Marco had heard this before. Mussolini had declared that pink was an effeminate color, confusing Fascists and tifosi alike.
His father scoffed. “The color of the jersey isn’t the point. The achievement is all. Right, Marco?”
“Yes, Papa.”
“Marco, you know, I was at the window tonight, watching you when you turned onto the bridge. You were late for dinner.”
“I’m sorry, Papa.”
“That’s not my point.” His father rested his bulky forearms on the table, his gaze newly intense. “You rode very well. You held your line. You even picked up speed. You surprised me.”
Marco didn’t interrupt, feeling a knot in his stomach.
“I saw what happened with the cat, too. It ran into your path, but you didn’t lose a split second. It’s time for you to train in earnest. Imagine what you can do with my regimen, son. You could wear the maglia rosa someday. You could win the Giro, the premier race in all of Italy. You could take your place in cycling history.”

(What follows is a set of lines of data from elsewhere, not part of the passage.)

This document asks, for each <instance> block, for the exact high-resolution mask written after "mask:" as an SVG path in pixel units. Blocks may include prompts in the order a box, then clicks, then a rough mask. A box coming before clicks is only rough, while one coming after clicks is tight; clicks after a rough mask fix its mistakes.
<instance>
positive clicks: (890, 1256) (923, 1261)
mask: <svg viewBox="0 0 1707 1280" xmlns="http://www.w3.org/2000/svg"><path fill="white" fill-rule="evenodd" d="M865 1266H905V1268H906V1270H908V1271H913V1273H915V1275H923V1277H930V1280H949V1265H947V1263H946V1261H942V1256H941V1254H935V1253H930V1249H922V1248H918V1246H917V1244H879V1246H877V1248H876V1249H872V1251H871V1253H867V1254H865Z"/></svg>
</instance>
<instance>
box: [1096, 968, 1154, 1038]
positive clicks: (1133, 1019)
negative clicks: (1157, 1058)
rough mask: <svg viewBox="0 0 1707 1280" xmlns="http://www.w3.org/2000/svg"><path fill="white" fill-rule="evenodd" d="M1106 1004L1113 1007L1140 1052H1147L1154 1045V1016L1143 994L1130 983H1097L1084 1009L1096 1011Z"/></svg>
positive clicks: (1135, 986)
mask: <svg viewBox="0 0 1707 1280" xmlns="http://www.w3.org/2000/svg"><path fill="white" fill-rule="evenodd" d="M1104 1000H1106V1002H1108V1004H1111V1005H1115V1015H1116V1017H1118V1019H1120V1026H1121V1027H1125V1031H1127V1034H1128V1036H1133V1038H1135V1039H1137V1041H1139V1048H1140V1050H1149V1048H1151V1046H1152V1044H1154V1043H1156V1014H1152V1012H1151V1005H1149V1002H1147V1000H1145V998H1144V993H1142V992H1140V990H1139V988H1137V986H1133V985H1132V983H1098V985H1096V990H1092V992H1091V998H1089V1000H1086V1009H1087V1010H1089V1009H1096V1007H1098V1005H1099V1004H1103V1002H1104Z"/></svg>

“Papa, I’m not that good,” Marco said, since it was the last thing he wanted.
“I think you can be. It’s in your blood.”
Aldo frowned. “Papa, what about me? I’m training hard.”
Their father turned to Aldo. “I’ve told you, you’re not building the muscle you should. You’re not getting any faster. You must not be working hard enough.”
“I’m trying.”
“Keep at it, then. Prove me wrong. Two are better than one, anyway. You can train together.” His father’s head swiveled back to Marco. “Son, tonight you begin. Understand?”
“Yes, Papa,” Marco answered, having no choice in the matter.
CHAPTER THREE
Sandro
May 1937
L ater, Sandro sat alone at the dining room table. The night air wafted through the window, and the crystal chandelier shed a gentle light on his notebook. His family had just had dinner, and he was supposed to be working, but his head was full of Elisabetta. He didn’t understand how to think about anything else while you were in love. He marveled that people did so, every day. He had never felt anything so intensely in his life. His intellect enabled him to think so much, but perhaps until now he had felt too little.
He couldn’t stop thinking about when he’d kissed her, by the river. The thrilling closeness of her body, nearer to him than ever before. He loved everything about her, especially the way she regarded him. As his intellectual abilities had come to the fore, everyone treated him differently, whether for good or ill; the teachers adored him, but his classmates thought him odd. Elisabetta did neither. She had liked him from the beginning, for who he was inside, and so he could be himself with her.
Sandro’s gaze strayed out the window. The Simones lived in one of the houses lining the elegant Piazza Mattei, on the Ghetto’s north side. Their apartment was on the third floor, catercorner to the refined Palazzo Costaguti, and he could see his neighbors through their windows. Giovanni Rotoli was doing homework at the table, and on the floor below him the Nardunos, an older couple, were sharing the newspaper. The Ghetto was typically quiet at night, and the only sound was the water bubbling in the Fontana delle Tartarughe below, the fountain of the turtles.
Sandro loved living in the Ghetto, which was the oldest living Jewish community in Western Civilization. The Community was established nearly two thousand years ago, when Jerusalem had fallen to the Emperor Titus, who had sacked the Temple and brought Jews back to Rome as slaves. The conquest was commemorated in the grand Arch of Titus in the Roman Forum, which Gentiles viewed as a majestic arch but many Jews considered a symbolic yoke. In 1555, the Ghetto was created, and Pope Paul IV had ordered that walls be built surrounding the neighborhood, with doors that were locked at night and guards on patrol, for which the Community had to pay. There were thousands of Jews in Rome at the time, and they were compelled to wear yellow badges and forced to live in the Ghetto, packed into about a hundred and thirty homes on a handful of city blocks that encompassed less than three hectares, or seven acres. It was considered the least desirable neighborhood in Rome, situated on low-lying ground that flooded every winter from the Tiber, bringing malaria and other diseases. Its streets were narrow and dark, permitting little light or circulation of air. Churches were built at its entrances, and Jews were forced to listen to sermons pressuring them to convert.